AST SpaceMobileの衛星配備、国内でのシステム統合、制度設計、そして利用者に価値を届けるサービスづくり。
どれも難易度の高い挑戦だ。
今回の採択はゴールではない。
ようやくスタートラインに立ったに過ぎない。
1500億円が示した、本当の意味
今回のニュースを、「楽天モバイルが1500億円規模の国家プロジェクトに採択された」という出来事だけで終わらせるのは、少しもったいない。
私が注目したのは、その金額ではない。
国が、次の通信インフラを誰と築こうとしているのか。
その意思決定の方だ。
もちろん、J-LEO採択を「楽天モバイルを支援するため」と単純化することはできない。
経済安全保障という国家的な課題。
国内で運用・管理できる通信基盤の必要性。
AST SpaceMobileが持つ技術。
楽天モバイルが保有する700MHz帯。
そのすべてが重なった結果として、このプロジェクトは動き始めた。
しかし同時に、このニュースはもう一つの事実も示している。
楽天モバイルは、もはや一企業の挑戦ではなく、日本の通信政策そのものを語るうえで欠かせない存在になったということだ。

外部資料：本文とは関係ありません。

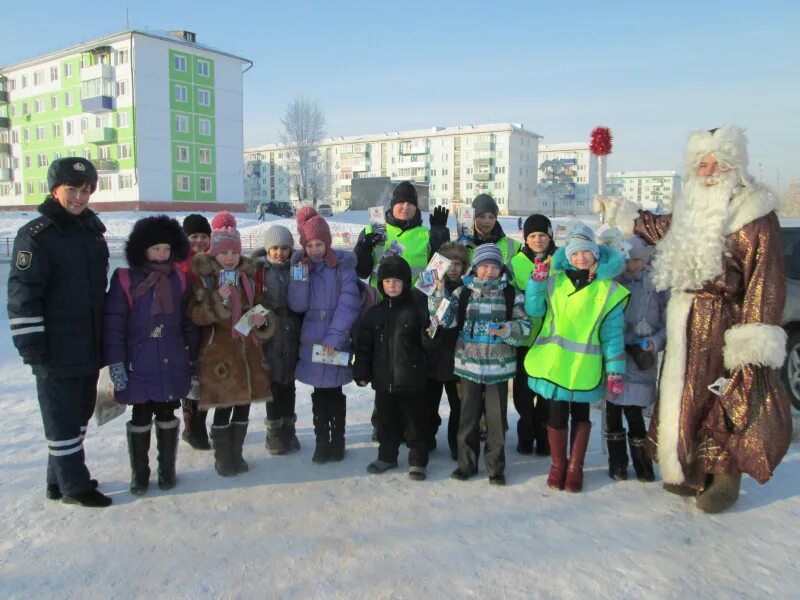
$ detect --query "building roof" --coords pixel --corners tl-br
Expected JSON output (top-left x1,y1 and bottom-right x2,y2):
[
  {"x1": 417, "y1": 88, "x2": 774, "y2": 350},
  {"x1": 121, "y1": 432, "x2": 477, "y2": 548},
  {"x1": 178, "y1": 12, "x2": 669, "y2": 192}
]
[{"x1": 0, "y1": 29, "x2": 253, "y2": 72}]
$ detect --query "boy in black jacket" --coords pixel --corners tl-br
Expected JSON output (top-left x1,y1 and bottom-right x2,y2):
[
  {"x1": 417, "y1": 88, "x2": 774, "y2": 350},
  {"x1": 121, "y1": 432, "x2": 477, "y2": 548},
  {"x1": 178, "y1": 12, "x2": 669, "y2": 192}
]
[{"x1": 353, "y1": 256, "x2": 430, "y2": 481}]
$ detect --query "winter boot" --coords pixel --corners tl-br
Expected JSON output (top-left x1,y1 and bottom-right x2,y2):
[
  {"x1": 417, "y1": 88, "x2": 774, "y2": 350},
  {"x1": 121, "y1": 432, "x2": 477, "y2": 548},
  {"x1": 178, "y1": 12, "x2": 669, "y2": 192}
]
[
  {"x1": 125, "y1": 421, "x2": 152, "y2": 496},
  {"x1": 696, "y1": 473, "x2": 742, "y2": 514},
  {"x1": 628, "y1": 436, "x2": 656, "y2": 481},
  {"x1": 211, "y1": 424, "x2": 236, "y2": 477},
  {"x1": 231, "y1": 421, "x2": 250, "y2": 473},
  {"x1": 606, "y1": 429, "x2": 633, "y2": 481},
  {"x1": 181, "y1": 398, "x2": 211, "y2": 450},
  {"x1": 264, "y1": 419, "x2": 289, "y2": 456},
  {"x1": 564, "y1": 421, "x2": 592, "y2": 492},
  {"x1": 547, "y1": 427, "x2": 567, "y2": 490},
  {"x1": 156, "y1": 419, "x2": 180, "y2": 490},
  {"x1": 282, "y1": 414, "x2": 300, "y2": 452}
]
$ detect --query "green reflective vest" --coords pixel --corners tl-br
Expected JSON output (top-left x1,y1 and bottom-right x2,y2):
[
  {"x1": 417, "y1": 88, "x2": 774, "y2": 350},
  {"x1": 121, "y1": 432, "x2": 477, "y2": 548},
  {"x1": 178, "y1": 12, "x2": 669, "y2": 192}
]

だから私は、この採択を「楽天が救われた」とは考えていない。
そうではなく、「第4のキャリア政策が、次の段階へ進んだ」と受け止めている。
楽天モバイルは、これからも厳しい競争の中で戦い続けるだろう。
J-LEOが成功する保証もない。
それでも、国は次世代の通信インフラを構想するパートナーの一角として、楽天モバイルを選んだ。
その意味は決して小さくない。
数年後、このプロジェクトが成功だったのか失敗だったのかは分からない。
だが一つだけ確かなことがある。
2026年6月30日は、「衛星通信が始まった日」ではない。
日本が、第4のキャリアを終わらせないと決めた日だったのかもしれない。